Re: [PATCH 1/2] x86: notify hypervisor about guest entering s2idle state

From: Limonciello, Mario
Date: Mon Jun 20 2022 - 12:32:45 EST


On 6/20/2022 10:43, Grzegorz Jaszczyk wrote:
czw., 16 cze 2022 o 18:58 Limonciello, Mario
<mario.limonciello@xxxxxxx> napisał(a):

On 6/16/2022 11:48, Sean Christopherson wrote:
On Wed, Jun 15, 2022, Grzegorz Jaszczyk wrote:
pt., 10 cze 2022 o 16:30 Sean Christopherson <seanjc@xxxxxxxxxx> napisał(a):
MMIO or PIO for the actual exit, there's nothing special about hypercalls. As for
enumerating to the guest that it should do something, why not add a new ACPI_LPS0_*
function? E.g. something like

static void s2idle_hypervisor_notify(void)
{
if (lps0_dsm_func_mask > 0)
acpi_sleep_run_lps0_dsm(ACPI_LPS0_EXIT_HYPERVISOR_NOTIFY
lps0_dsm_func_mask, lps0_dsm_guid);
}

Great, thank you for your suggestion! I will try this approach and
come back. Since this will be the main change in the next version,
will it be ok for you to add Suggested-by: Sean Christopherson
<seanjc@xxxxxxxxxx> tag?

If you want, but there's certainly no need to do so. But I assume you or someone
at Intel will need to get formal approval for adding another ACPI LPS0 function?
I.e. isn't there work to be done outside of the kernel before any patches can be
merged?

There are 3 different LPS0 GUIDs in use. An Intel one, an AMD (legacy)
one, and a Microsoft one. They all have their own specs, and so if this
was to be added I think all 3 need to be updated.

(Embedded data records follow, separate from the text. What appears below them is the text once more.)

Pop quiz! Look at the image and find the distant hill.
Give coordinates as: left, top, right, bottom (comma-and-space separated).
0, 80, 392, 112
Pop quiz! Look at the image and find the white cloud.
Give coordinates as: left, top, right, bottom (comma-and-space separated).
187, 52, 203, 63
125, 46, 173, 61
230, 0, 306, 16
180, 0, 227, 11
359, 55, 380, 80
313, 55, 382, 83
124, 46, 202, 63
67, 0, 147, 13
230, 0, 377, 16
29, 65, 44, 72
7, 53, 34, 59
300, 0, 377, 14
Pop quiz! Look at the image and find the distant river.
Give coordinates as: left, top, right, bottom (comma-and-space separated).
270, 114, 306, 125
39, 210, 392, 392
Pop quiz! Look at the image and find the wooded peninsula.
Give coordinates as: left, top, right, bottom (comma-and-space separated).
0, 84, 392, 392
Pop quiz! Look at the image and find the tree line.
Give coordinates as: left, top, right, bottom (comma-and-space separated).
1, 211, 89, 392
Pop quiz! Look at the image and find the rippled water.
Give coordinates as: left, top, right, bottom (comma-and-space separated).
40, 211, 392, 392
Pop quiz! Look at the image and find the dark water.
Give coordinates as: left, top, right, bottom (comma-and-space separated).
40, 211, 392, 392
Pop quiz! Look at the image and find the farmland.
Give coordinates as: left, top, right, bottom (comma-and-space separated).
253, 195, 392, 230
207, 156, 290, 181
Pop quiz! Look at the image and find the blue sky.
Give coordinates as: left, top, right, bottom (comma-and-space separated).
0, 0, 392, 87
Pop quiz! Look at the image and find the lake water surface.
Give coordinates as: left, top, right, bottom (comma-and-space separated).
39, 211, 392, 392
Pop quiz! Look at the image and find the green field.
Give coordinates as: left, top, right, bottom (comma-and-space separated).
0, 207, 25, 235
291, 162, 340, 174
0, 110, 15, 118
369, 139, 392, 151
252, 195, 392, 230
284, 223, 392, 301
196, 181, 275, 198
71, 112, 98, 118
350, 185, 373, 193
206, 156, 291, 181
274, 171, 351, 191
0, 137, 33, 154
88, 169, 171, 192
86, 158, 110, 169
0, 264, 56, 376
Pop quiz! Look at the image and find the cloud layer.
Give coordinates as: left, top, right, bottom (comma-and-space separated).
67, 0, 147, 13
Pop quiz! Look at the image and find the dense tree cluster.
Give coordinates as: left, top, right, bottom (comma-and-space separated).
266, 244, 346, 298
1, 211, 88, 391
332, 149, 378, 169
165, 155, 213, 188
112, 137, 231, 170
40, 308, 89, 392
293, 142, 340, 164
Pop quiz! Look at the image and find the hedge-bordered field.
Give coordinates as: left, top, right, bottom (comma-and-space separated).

Yes this will not be easy to achieve I think.


As this is Linux specific hypervisor behavior, I don't know you would be
able to convince Microsoft to update theirs' either.

How about using s2idle_devops? There is a prepare() call and a
restore() call that is set for each handler. The only consumer of this
ATM I'm aware of is the amd-pmc driver, but it's done like a
notification chain so that a bunch of drivers can hook in if they need to.

Then you can have this notification path and the associated ACPI device
it calls out to be it's own driver.

Thank you for your suggestion, just to be sure that I've understand
your idea correctly:
1) it will require to extend acpi_s2idle_dev_ops about something like
hypervisor_notify() call, since existing prepare() is called from end
of acpi_s2idle_prepare_late so it is too early as it was described in
one of previous message (between acpi_s2idle_prepare_late and place
where we use hypercall there are several places where the suspend
could be canceled, otherwise we could probably try to trap on other
acpi_sleep_run_lps0_dsm occurrence from acpi_s2idle_prepare_late).


The idea for prepare() was it would be the absolute last thing before the s2idle loop was run. You're sure that's too early? It's basically the same thing as having a last stage new _DSM call.

What about adding a new abort() extension to acpi_s2idle_dev_ops? Then you could catch the cancelled suspend case still and take corrective action (if that action is different than what restore() would do).

2) using newly introduced acpi_s2idle_dev_ops hypervisor_notify() call
will allow to register handler from Intel x86/intel/pmc/core.c driver
and/or AMD x86/amd-pmc.c driver. Therefore we will need to get only
Intel and/or AMD approval about extending the ACPI LPS0 _DSM method,
correct?


Right now the only thing that hooks prepare()/restore() is the amd-pmc driver (unless Intel's PMC had a change I didn't catch yet).

I don't think you should be changing any existing drivers but rather introduce another platform driver for this specific case.

So it would be something like this:

acpi_s2idle_prepare_late
-> prepare()
--> AMD: amd_pmc handler for prepare()
--> Intel: intel_pmc handler for prepare() (conceptual)
--> HYPE0001 device: new driver's prepare() routine

So the platform driver would match the HYPE0001 device to load, and it wouldn't do anything other than provide a prepare()/restore() handler for your case.

You don't need to change any existing specs. If anything a new spec to go with this new ACPI device would be made. Someone would need to reserve the ID and such for it, but I think you can mock it up in advance.

I wonder if this will be affordable so just re-thinking loudly if
there is no other mechanism that could be suggested and used upstream
so we could notify hypervisor/vmm about guest entering s2idle state?
Especially that such _DSM function will be introduced only to trap on
some fake MMIO/PIO access and will be useful only for guest ACPI
tables?


Do you need to worry about Microsoft guests using Modern Standby too or is that out of the scope of your problem set? I think you'll be a lot more limited in how this can behave and where you can modify things if so.